On that note, The Desert of Forbidden Art, which the Greater Park Circle Film Society will screen on Saturday, is a fascinating film, unique in its use of art history to show life in the Soviet Union. It’s an angle of this time period that many may be unfamiliar with, expanding on the damaging effects of Soviet authoritarianism.
In the parched landscape of Uzbekistan sits a museum with the second largest collection of Russian avant garde artwork in the world. The Nukus Museum of Art (located in Nukus, the capital city of the autonomous Karakalpakstan Republic) was established by Igor Savitsky in the 1960s. A failed artist himself, Savitsky emigrated to Nukus and began collecting indigenous Uzbek artifacts as the Soviets were implementing a system of cultural ambiguity.
He eventually started to acquire paintings and other works from artists suppressed under the regime. At the time, the Kremlin had a policy of “Soviet realism” in art; you were supposed to show happy comrades, working for the benefit of the proletariat. Not doing so could land you in a labor camp. Savitsky would eventually travel 1,700 miles from Moscow to Nukus 20 times to salvage whatever he could find, promising future financial compensation. He rescued self portraits, satires, and views of Soviet life that didn’t follow the government standard.

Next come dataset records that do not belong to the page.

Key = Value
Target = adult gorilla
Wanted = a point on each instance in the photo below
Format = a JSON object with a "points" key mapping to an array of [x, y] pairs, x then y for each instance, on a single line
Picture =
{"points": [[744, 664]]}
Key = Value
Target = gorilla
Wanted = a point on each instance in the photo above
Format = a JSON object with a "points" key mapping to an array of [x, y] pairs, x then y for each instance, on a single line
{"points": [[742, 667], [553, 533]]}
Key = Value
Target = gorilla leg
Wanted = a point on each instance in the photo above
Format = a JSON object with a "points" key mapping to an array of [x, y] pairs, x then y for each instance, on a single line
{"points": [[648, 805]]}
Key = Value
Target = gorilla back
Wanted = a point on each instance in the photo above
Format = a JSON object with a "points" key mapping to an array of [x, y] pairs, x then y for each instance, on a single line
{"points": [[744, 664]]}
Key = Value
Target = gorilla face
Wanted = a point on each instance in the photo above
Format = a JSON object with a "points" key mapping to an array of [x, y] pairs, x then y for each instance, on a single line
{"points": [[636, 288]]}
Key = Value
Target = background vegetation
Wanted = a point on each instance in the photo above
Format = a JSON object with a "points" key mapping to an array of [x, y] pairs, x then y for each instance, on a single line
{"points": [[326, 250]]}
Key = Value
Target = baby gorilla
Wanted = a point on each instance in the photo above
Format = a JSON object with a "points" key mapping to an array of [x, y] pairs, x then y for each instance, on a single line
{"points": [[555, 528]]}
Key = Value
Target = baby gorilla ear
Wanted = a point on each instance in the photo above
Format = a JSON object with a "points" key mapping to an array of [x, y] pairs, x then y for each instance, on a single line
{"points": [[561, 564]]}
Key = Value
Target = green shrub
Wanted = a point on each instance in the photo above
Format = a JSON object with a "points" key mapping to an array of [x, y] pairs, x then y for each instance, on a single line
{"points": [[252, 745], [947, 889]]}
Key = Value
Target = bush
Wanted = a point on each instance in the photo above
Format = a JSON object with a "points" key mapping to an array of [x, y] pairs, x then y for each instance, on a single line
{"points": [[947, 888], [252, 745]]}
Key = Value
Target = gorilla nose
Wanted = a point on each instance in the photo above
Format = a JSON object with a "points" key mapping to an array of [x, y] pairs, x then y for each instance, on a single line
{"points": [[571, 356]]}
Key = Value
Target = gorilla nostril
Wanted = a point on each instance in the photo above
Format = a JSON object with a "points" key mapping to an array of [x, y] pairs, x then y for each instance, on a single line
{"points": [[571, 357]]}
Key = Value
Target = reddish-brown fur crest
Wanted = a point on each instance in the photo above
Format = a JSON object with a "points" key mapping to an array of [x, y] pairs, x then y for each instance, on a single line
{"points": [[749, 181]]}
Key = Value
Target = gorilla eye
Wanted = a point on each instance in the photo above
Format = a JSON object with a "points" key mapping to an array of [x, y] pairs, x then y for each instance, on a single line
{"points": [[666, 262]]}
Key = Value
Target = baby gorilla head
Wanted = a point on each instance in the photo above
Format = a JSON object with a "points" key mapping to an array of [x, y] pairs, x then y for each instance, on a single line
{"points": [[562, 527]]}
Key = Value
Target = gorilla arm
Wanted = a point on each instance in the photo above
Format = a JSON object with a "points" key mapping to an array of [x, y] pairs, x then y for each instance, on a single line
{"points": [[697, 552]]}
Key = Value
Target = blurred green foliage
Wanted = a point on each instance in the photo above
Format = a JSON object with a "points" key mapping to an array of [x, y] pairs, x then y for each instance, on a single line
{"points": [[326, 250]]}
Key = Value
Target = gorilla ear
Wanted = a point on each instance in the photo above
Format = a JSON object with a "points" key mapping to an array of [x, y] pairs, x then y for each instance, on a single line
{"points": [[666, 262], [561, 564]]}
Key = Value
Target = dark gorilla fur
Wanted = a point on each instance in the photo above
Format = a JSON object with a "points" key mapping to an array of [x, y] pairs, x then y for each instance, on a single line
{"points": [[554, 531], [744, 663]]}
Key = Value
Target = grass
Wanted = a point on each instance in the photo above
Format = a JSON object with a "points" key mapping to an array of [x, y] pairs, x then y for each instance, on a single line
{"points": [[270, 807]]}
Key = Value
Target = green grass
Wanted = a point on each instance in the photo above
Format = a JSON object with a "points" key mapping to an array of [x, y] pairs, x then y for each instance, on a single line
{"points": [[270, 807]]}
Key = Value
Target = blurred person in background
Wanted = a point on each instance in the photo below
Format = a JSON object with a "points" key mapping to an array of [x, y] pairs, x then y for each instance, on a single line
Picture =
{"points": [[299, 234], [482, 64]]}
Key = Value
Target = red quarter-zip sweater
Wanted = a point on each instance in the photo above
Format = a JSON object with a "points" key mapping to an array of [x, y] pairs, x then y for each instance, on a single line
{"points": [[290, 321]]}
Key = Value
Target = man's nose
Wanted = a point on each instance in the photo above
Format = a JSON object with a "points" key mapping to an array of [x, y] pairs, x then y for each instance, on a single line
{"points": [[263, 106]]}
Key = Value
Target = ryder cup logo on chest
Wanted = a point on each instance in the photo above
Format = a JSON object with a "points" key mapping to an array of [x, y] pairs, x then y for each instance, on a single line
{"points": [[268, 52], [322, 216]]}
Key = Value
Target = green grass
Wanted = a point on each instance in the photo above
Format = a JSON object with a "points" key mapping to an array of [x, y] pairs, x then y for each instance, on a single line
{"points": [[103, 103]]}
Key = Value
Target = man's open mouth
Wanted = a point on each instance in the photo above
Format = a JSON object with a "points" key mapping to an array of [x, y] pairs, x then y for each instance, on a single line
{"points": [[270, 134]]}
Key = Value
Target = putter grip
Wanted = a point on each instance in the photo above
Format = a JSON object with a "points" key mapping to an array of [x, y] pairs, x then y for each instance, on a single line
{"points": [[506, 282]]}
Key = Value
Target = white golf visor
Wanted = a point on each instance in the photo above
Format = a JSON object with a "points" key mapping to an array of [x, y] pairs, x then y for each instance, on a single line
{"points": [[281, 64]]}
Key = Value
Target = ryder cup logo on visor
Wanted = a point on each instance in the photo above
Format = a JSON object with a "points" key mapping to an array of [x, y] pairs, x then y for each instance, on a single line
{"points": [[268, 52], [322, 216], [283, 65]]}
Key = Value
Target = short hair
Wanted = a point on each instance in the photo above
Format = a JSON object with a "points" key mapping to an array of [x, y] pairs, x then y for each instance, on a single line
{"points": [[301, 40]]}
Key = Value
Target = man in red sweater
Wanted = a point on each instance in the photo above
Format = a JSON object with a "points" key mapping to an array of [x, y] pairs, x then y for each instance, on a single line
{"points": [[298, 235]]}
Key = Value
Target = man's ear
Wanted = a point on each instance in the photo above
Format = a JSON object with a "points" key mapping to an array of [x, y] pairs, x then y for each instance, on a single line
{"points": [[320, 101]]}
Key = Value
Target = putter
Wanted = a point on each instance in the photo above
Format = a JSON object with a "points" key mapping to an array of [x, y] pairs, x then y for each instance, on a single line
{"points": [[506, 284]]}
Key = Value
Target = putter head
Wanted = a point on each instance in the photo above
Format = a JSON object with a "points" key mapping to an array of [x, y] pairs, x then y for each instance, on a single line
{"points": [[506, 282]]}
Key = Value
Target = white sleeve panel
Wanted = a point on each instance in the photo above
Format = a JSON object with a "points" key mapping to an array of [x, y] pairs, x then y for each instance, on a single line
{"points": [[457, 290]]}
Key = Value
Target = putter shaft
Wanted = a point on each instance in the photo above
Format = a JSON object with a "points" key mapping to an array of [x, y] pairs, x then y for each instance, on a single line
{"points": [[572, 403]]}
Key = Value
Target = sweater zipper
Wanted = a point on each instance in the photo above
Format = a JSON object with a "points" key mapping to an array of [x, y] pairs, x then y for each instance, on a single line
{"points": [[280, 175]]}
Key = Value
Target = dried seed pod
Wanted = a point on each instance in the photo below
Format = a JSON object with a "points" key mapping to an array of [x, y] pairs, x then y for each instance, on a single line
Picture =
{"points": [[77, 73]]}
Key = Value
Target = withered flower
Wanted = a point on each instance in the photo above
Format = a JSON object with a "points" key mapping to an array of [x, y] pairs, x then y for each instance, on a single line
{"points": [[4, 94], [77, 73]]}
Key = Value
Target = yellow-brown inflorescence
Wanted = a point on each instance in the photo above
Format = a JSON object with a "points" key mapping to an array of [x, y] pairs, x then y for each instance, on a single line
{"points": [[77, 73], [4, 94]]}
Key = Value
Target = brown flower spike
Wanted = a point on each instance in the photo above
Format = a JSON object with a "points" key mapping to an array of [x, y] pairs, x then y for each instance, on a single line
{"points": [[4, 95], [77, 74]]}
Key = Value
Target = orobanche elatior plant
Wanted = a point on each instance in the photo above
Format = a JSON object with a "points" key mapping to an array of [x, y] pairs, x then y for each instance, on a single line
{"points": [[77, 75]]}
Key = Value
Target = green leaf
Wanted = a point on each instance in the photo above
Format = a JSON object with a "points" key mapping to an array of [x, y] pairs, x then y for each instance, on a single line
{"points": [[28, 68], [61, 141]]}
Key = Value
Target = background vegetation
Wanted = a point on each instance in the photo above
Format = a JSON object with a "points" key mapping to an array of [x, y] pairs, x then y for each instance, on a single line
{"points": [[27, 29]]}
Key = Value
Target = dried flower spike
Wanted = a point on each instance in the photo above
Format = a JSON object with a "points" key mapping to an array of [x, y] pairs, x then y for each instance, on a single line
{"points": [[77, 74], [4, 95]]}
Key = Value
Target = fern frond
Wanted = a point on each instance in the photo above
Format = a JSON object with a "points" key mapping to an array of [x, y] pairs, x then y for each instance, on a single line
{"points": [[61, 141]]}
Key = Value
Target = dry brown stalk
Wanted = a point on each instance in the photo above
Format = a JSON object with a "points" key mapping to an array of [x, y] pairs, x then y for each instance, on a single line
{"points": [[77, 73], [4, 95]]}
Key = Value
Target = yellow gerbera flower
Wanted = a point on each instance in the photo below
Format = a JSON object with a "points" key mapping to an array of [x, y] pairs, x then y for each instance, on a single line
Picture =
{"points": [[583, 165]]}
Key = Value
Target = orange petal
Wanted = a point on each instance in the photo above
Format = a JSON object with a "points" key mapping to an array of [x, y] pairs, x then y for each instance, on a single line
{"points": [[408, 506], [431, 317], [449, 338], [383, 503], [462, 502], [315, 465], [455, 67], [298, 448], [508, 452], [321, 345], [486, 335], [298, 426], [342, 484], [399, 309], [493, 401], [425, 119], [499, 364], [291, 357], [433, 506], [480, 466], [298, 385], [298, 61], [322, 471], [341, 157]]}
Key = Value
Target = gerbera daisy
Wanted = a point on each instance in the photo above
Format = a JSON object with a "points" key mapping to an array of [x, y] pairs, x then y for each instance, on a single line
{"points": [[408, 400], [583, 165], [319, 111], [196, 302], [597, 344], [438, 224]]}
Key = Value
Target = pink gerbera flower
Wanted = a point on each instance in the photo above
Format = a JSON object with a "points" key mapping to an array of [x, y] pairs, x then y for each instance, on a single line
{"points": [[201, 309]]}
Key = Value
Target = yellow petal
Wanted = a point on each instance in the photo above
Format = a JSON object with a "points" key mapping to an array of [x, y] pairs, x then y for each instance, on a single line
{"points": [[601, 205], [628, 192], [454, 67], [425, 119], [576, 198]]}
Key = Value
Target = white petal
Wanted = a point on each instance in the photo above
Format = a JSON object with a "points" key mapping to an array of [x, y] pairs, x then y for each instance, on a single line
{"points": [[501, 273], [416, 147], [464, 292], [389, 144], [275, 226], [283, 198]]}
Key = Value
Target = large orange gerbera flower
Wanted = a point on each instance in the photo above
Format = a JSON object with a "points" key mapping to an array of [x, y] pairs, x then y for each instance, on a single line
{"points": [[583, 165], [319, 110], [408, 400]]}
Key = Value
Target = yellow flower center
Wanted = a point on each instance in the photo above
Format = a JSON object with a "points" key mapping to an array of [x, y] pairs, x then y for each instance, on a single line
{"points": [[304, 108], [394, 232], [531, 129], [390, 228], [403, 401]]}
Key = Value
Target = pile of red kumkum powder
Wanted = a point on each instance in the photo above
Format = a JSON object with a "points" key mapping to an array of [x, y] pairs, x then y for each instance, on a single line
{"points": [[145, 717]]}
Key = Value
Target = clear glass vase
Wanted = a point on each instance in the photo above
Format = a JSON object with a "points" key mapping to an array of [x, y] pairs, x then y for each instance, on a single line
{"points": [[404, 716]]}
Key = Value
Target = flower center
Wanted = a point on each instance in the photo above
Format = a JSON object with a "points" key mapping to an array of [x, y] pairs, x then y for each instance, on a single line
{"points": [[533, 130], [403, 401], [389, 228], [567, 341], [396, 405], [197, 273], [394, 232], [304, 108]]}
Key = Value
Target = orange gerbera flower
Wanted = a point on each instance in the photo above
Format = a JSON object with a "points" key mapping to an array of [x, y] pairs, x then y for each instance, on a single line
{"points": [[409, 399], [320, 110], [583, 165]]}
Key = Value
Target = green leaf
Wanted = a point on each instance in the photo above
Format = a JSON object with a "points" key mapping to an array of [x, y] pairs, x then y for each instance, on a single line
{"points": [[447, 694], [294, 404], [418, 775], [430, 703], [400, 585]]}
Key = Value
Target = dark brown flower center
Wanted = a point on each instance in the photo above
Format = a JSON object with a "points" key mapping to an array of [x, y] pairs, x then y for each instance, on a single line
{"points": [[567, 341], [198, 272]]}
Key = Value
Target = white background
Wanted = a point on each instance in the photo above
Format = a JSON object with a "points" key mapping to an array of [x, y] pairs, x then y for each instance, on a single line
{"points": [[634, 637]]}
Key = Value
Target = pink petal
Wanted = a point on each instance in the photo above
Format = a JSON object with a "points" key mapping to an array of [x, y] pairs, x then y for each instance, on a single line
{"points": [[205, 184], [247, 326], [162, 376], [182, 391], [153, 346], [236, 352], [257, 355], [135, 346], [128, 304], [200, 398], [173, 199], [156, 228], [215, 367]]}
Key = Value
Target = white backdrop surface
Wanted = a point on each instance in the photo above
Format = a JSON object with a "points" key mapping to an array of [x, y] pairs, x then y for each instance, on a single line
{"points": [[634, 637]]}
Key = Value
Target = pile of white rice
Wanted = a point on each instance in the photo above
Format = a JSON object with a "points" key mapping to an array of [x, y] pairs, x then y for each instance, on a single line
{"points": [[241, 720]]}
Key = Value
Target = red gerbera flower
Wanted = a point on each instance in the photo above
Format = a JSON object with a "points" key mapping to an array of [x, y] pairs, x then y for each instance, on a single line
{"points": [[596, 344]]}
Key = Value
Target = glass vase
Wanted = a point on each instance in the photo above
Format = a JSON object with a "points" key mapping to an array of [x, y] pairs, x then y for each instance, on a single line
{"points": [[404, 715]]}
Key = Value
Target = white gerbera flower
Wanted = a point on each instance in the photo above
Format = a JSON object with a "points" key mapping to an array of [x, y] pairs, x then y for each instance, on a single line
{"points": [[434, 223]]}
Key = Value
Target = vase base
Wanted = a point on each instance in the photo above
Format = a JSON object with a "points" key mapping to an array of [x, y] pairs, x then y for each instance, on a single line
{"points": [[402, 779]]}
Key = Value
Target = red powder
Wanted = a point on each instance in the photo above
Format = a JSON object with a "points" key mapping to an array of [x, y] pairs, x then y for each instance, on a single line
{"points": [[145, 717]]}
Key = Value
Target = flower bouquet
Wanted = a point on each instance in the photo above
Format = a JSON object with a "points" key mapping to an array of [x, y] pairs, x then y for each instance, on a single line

The Desert of Forbidden Art uses a few unnecessary documentary gimmicks, like melodramatic celebrity voice-overs (including Ben Kingsley and Sally Field) and dispensable recreations. But the material speaks for itself. Filled with interviews with children of the artists (as well as with the museum’s director, co-workers of Savitsky, and former Soviet bureaucrats), this film is not just about Savitsky or his museum. It’s about the artists themselves and how the Soviet Union worked to destroy them. It is hard to understand how difficult it must be for a person to deny their own talent for fear of prison or death. To survive, they turned on their peers, pointing fingers behind each others’ backs for the KGB. And they also betrayed themselves, sometimes finding a successful career painting the propaganda the government wanted, but keeping their true passions hidden away. Savitsky is used as an underlying focus to unite the individuals involved in a broader phenomenon as he brings their work together for his museum.
Savitsky collected art even while on his death bed, managing to save almost 45,000 works. He took pieces from poor families with hidden collections, some who had desperately used the frames as firewood.
Ironically, today, this art is worth millions.
The Desert of Forbidden Art will screen at the Olde North Charleston Picture House (4820 Jenkins Ave.) on Sat. Aug. 7 at 7 p.m. It costs $2 for Greater Park Circle Film Society members and $5 for non-members.